県の支援センターと立命大 12月催し
県の結婚支援センター「しが
」は、相手との〈心の距離〉を測定してマッチング相手を提案するユニークな婚活イベントを12月21日、立命館大と協力して初開催する。心拍や行動の同調の度合いを測定することで、相手との共感しやすさを推定する研究を活用。科学の力が運命の人を導いてくれるかもしれない。(矢野彰)
心拍や行動の同調 参考に
同大学理工学部の岡田志麻教授(生体工学)の研究グループによる「心の距離メータ」を活用する。会話や共同作業をする中で、心拍が同調する度合いが高い相手ほど共感しやすいとされ、アームバンドで装着したセンサーとスマートフォンを使って、心拍の変動を記録。動作や相手との距離も測定して参考にする。

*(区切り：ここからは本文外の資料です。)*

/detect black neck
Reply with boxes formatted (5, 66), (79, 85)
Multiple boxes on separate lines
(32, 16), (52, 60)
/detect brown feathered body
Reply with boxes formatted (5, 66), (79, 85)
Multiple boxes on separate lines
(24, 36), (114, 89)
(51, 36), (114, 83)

しが結は、年齢や年収などの条件をもとに会員自身が相手を検索できるほか、人工知能(AI)が相性を判定した人を紹介するオンラインのサービスが柱となっている。一方で、対面の婚活イベントも開いており、気の合う相手を見つけやすくしようと、心の距離メータを取り入れることにした。
9月の婚活イベントで試験的に導入した際は、男女8人ずつがセンサーを装着して心拍を測りながら、短編映画を見るなどした。最も心の距離が近いとされた2人は見事にマッチングが成立し、連絡先を交換した。

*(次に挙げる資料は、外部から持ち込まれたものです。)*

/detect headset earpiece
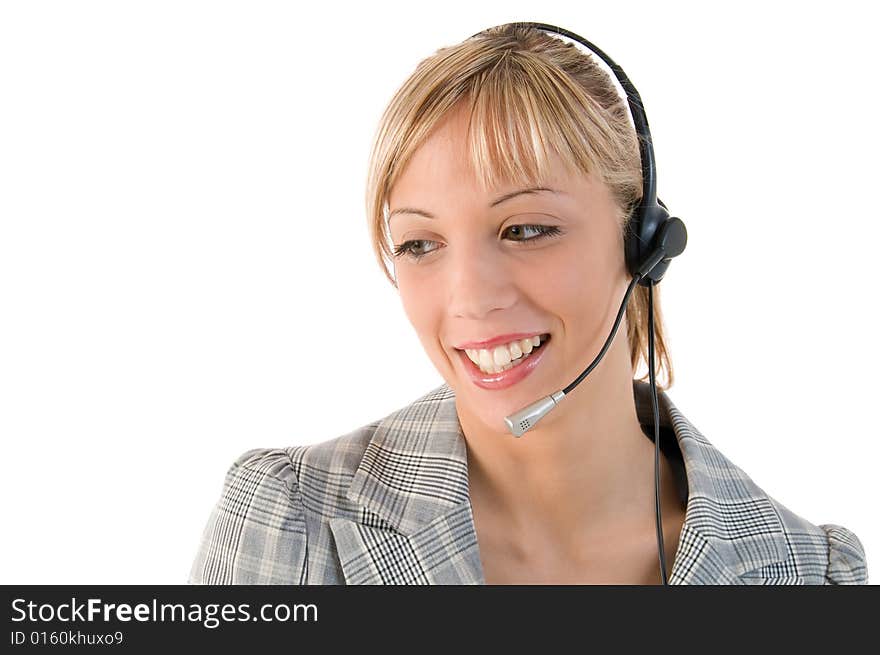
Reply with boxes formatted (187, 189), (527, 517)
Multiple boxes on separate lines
(626, 199), (687, 286)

今回は男女15人ずつを募集。会場は同大学びわこ・くさつキャンパス(草津市)で、心拍や相手との距離を測定しながら、プロフィルをもとに全員と自己紹介をし、マシュマロやパスタを材料に塔を作るグループワークに挑む。最後に、心の距離が近かった人を含めて1対1でフリートークをして相手を選ぶ。

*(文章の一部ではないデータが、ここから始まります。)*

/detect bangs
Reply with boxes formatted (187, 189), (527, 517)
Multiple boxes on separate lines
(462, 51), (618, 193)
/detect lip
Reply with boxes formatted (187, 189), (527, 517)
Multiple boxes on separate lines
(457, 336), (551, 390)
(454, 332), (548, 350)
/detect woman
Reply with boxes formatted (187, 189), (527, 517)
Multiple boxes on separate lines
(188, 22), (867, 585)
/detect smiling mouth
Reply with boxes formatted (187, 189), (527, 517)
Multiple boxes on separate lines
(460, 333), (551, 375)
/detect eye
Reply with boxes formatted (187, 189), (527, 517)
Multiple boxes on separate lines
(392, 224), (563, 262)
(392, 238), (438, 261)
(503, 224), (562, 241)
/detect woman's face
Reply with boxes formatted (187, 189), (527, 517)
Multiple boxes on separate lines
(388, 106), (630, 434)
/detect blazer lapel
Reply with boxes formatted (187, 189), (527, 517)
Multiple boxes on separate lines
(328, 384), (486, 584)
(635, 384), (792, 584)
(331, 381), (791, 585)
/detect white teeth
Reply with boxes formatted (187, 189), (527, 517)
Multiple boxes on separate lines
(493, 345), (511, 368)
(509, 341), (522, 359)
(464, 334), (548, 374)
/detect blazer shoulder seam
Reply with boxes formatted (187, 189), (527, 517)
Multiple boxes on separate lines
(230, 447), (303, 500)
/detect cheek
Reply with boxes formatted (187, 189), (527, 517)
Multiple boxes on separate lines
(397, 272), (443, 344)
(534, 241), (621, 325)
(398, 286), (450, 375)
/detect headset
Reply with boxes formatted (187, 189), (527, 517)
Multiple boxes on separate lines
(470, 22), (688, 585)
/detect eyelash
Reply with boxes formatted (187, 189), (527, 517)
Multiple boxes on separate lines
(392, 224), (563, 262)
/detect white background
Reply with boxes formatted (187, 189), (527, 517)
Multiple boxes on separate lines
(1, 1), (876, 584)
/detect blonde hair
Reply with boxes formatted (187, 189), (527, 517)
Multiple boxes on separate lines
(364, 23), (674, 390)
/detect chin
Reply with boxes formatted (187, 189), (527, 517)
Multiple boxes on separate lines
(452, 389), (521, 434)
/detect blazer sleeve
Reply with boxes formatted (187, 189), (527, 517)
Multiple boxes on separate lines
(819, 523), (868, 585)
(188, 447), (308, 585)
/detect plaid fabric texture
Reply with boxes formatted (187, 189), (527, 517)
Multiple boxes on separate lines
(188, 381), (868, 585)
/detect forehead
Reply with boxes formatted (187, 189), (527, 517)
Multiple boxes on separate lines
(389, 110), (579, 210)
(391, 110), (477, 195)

参加無料。応募多数の場合は抽選。12月11日までに専用フォームから申し込む。問い合わせはしが結の事務局(050・1791・5830)。
相手に共感 変化「見える化」
「話して楽しい」「もっと仲良くなりたい」――。そんな時、自然と胸が高鳴ったり、無意識に相手と同じ動作をしていたりした経験はありませんか?
脳科学や心理学の分野では、相手に共感する時、脳が活性化する部位や心拍、行動が同調することが知られている。そうした変化を「見える化」しようとするのが、心の距離メータだ。
岡田教授によると、元々はコロナ禍で人間関係が希薄になったのを機に、コミュニケーションに役立てようと始めた研究という。学校で生徒の孤立やいじめの防止に生かせないか検証しているほか、コンサートで演奏者と聴衆の心拍の同調を示しながら演奏してみるなど、活用策を模索している。
婚活での利用について、岡田教授は「一度の婚活パーティーでは、相手の心はなかなか見えない。外見や年収といった条件だけに左右されず、心から共感できる生涯のパートナーを見つける手助けになれば」と話している。